John McAfee, the founder of one of the most widely used virus protection programs in the world, was a controversial personality, cryptocurrency promoter, tax opponent, and fugitive who ran for President of the United States twice.
He openly embraced drugs, firearms, and sex, and he had a long legal past spanning Tennessee, Central America, and the Caribbean.
According to Steve Morgan, who spent time with McAfee in Alabama in 2016 to talk about his life for a biography he’d been hired to write, he was born in the United Kingdom in 1945 as John David McAfee and moved to the United States as a child, growing up in Virginia with a father who “beat him mercilessly” and killed himself when the boy was 15 years old.
McAfee graduated from Roanoke College in Virginia with a bachelor’s degree in mathematics in 1967 and launched his own company two decades later. Morgan stated he was running a BBS, a bulletin board system that functioned as a forerunner to the internet, and worked with his brother-in-law at the time.
When the first serious computer virus, “Brain,” struck in 1986, “John immediately dialed up a programmer he knew and said, ‘There’s a big opportunity. We need to do something. You know, we want to write some code to combat this virus,’” Morgan explained. The program’s name was VirusScan, and the company’s name was McAfee Associates.
“He was a true pioneer, not just as a security technologist but as one of the first companies to distribute software over the internet,” Morgan added.
McAfee went to Belize after losing a fortune in the global financial meltdown of 2008, where he constructed the image of a shirtless, extremely kidnappable new-age pharmaceuticals magnate, complete with armed bodyguards and payrolled henchmen. He also donated to the local police department.
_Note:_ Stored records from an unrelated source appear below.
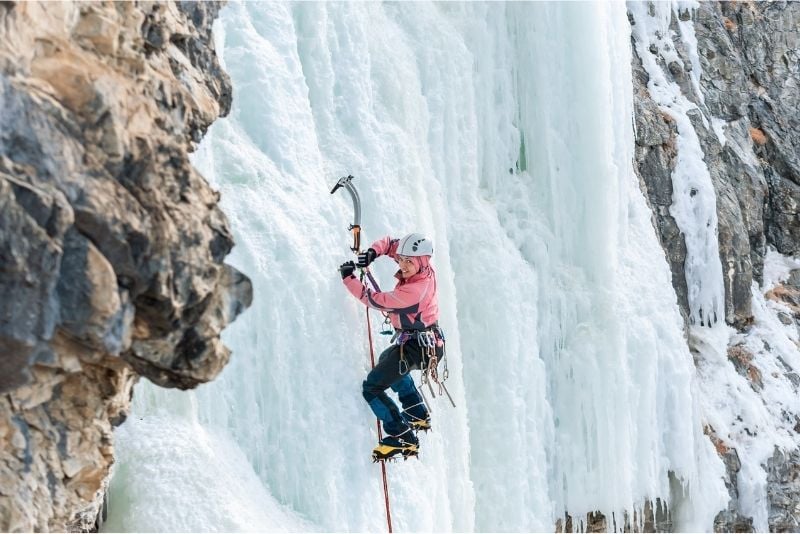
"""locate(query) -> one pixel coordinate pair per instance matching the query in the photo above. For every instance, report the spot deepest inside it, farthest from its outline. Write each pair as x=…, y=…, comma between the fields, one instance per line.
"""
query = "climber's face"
x=408, y=267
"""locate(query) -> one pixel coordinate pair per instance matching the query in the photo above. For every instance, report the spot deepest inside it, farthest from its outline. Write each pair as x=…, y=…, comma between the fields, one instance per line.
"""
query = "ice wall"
x=503, y=132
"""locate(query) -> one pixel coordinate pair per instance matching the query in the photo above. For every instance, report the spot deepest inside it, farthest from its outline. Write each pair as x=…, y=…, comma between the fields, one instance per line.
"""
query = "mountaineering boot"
x=405, y=443
x=417, y=417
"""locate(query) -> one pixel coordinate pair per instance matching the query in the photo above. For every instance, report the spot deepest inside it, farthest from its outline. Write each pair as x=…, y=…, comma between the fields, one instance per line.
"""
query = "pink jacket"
x=412, y=304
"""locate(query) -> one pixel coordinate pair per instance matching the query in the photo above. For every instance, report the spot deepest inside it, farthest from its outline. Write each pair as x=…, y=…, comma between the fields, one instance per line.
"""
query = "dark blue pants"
x=388, y=373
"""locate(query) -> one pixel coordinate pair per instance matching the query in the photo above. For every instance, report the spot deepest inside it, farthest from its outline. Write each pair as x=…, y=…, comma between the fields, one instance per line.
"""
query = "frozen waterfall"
x=503, y=131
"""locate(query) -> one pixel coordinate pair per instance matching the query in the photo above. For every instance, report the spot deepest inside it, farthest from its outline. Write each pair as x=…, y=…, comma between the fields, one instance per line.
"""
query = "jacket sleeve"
x=403, y=299
x=385, y=246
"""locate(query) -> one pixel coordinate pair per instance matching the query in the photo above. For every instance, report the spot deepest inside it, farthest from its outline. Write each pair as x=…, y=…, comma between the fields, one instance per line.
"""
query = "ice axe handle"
x=356, y=229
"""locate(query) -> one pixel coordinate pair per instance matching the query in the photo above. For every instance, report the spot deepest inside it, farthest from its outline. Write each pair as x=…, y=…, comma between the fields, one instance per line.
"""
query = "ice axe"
x=347, y=183
x=355, y=228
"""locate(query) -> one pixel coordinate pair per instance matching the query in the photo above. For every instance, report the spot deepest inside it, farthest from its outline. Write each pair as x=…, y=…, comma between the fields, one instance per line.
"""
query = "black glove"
x=365, y=258
x=346, y=269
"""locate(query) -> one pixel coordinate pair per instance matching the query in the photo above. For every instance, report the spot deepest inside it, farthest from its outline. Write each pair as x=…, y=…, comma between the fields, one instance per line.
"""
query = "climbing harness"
x=428, y=340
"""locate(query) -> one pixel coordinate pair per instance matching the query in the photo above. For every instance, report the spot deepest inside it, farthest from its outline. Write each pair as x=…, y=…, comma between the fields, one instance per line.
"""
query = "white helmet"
x=415, y=245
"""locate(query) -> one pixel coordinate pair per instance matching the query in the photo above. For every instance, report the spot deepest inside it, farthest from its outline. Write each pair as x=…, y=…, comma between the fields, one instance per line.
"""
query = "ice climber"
x=413, y=310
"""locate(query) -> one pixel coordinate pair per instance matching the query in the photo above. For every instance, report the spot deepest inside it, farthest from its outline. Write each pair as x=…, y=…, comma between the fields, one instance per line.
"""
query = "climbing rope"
x=377, y=421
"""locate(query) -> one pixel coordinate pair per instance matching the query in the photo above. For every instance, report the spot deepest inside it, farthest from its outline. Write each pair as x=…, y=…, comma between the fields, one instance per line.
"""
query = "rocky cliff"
x=746, y=114
x=111, y=244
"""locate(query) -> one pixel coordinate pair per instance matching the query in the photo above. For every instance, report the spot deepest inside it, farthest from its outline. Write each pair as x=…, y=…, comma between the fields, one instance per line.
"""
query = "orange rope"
x=380, y=434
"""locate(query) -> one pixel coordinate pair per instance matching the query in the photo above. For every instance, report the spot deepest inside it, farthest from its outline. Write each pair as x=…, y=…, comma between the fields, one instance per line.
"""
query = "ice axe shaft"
x=347, y=183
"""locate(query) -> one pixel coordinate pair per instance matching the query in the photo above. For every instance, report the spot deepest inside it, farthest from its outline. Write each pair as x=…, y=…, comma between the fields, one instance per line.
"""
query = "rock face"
x=111, y=244
x=750, y=87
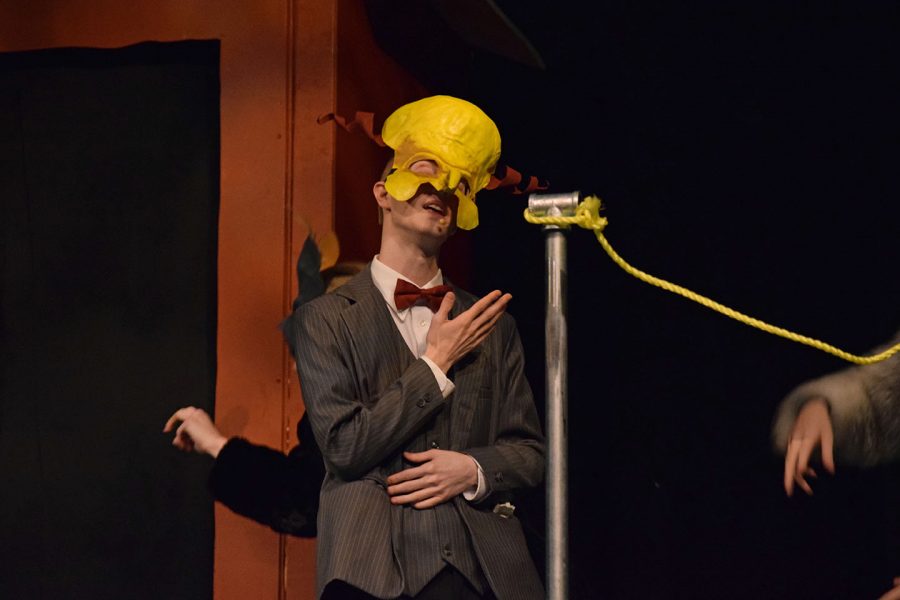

However, in 2011, California chipmaker Intel paid $7.68 billion for McAfee’s enterprise. Intel tried to separate the brand from its contentious creator for a time by incorporating it into its broader cybersecurity division. That being said, the rebranding was short-lived, and Intel’s cybersecurity division was spun off into a separate company called McAfee in 2016.
In early November of that year, he was wanted for questioning in connection with the killing of Gregory Viant Faull, who was shot to death on the island in Belize where both men lived. McAfee shared an apartment with a 17-year-old girl. In an interview for a documentary released in 2016, he remarked, “I do have teenage girlfriends and many at a time.”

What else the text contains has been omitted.